To prevent permanent memory loss (e.g., buffer entries being deleted without ledger entries being committed), the handoff execution pipeline operates under a strict fail-closed design.

flowchart TD
    A[checkHandoffTrigger] -->|none| Z[No-op]
    A -->|voluntary or involuntary| B[Partition Buffer]
    B --> C{Candidates Available?}
    C -->|No| Z
    C -->|Yes| D[Inference: LLM Selection & Embedding Generation]
    D -->|Failure / Invalid Output| E[Abort - Fail-Closed]
    D -->|Success| F[[SQLite Transaction]]
    F --> G[(Write Ledger Entries)]
    F --> H[(Delete Pruned Buffer Entries)]
    F --> I[(Update Pinned Buffer Entries)]

If LLM inference, Zod schema validation, or vector embedding generation fails, the process aborts immediately.
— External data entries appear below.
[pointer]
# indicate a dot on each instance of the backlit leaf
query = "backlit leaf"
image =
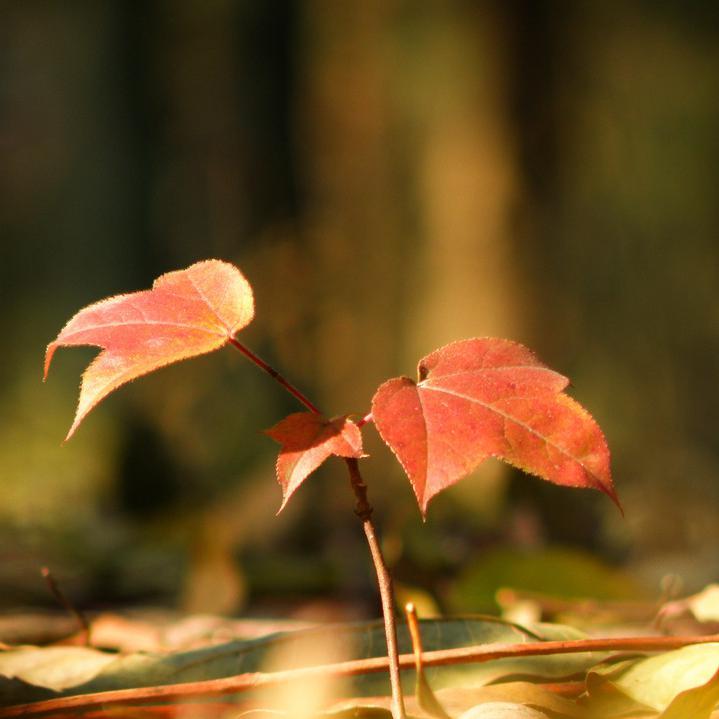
(186, 313)
(307, 440)
(482, 398)
(680, 678)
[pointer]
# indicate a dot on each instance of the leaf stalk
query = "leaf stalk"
(364, 511)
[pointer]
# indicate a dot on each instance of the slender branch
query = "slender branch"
(66, 604)
(364, 512)
(384, 581)
(275, 375)
(253, 680)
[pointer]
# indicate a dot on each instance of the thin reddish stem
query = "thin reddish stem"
(254, 680)
(274, 374)
(364, 512)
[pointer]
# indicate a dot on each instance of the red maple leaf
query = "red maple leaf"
(186, 313)
(482, 398)
(307, 440)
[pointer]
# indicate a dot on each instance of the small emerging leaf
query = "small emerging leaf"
(482, 398)
(307, 440)
(186, 313)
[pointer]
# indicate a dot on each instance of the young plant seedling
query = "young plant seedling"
(473, 399)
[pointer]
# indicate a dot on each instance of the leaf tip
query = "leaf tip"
(49, 352)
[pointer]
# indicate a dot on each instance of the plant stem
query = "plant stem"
(253, 680)
(274, 374)
(384, 581)
(364, 511)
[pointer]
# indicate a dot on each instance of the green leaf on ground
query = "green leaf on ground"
(687, 676)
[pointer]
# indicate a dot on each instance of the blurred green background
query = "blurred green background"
(390, 176)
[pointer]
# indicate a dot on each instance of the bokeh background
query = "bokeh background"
(391, 176)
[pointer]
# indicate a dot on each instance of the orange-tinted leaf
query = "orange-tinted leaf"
(307, 440)
(482, 398)
(186, 313)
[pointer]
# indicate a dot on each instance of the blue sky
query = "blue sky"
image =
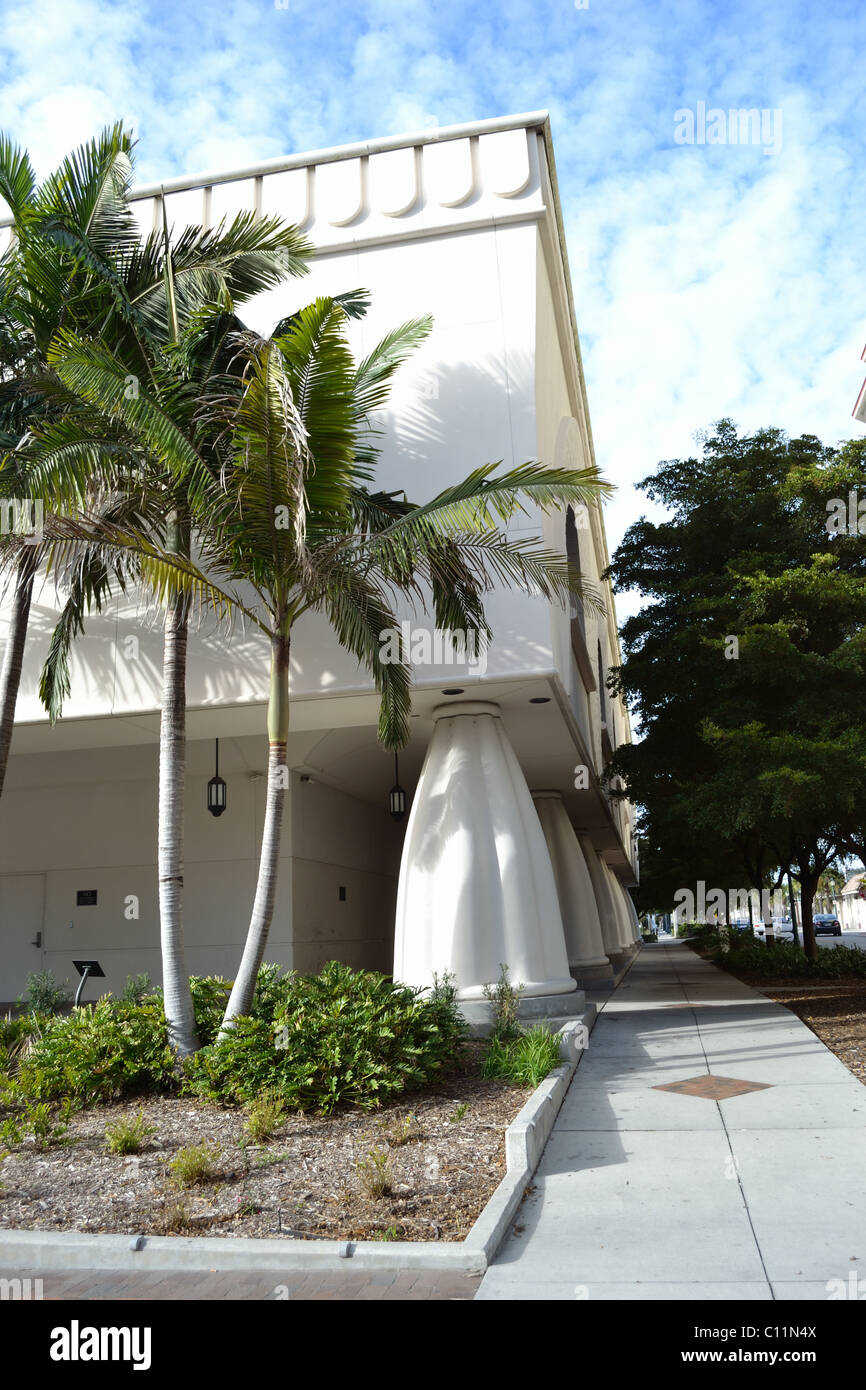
(709, 278)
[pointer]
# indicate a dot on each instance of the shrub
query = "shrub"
(99, 1052)
(339, 1037)
(195, 1164)
(14, 1041)
(209, 998)
(266, 1115)
(139, 987)
(128, 1134)
(786, 958)
(45, 994)
(374, 1172)
(526, 1059)
(399, 1132)
(505, 1000)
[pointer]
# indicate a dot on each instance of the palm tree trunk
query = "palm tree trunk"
(241, 998)
(180, 1015)
(806, 897)
(13, 659)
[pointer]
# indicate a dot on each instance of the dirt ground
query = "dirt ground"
(439, 1154)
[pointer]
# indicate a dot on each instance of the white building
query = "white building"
(464, 224)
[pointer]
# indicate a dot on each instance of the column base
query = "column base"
(592, 976)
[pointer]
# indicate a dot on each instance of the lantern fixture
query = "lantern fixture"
(216, 790)
(396, 797)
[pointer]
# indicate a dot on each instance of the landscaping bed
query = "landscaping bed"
(444, 1155)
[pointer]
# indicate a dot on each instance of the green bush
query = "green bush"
(505, 998)
(264, 1116)
(97, 1052)
(526, 1059)
(209, 998)
(786, 958)
(195, 1164)
(342, 1037)
(45, 994)
(139, 987)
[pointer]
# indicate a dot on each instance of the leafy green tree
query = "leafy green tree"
(289, 519)
(747, 669)
(78, 266)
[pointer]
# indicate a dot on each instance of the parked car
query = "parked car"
(826, 925)
(783, 929)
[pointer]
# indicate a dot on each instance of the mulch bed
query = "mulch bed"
(834, 1009)
(305, 1183)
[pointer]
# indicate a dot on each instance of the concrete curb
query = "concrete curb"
(524, 1140)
No database changes are written, and the trigger re-evaluates on the next turn.


The handoff pipeline is exposed via HandoffEngine and is wired directly into the simulation loop:

  • Turn Hook: SimulationManager.step() invokes trigger evaluation and handoff resolution for all active entities at the start of the turn, before entities act.
  • Task Routing: Handoff tasks are routed using the "handoff" routing key, enabling independent LLM provider selection and max context configuration.
  • Buffer Garbage Collection: By combining memory promotion with automatic pruning, the handoff engine bounds buffer memory usage over long simulation runs, eliminating the need for a separate garbage collection mechanism.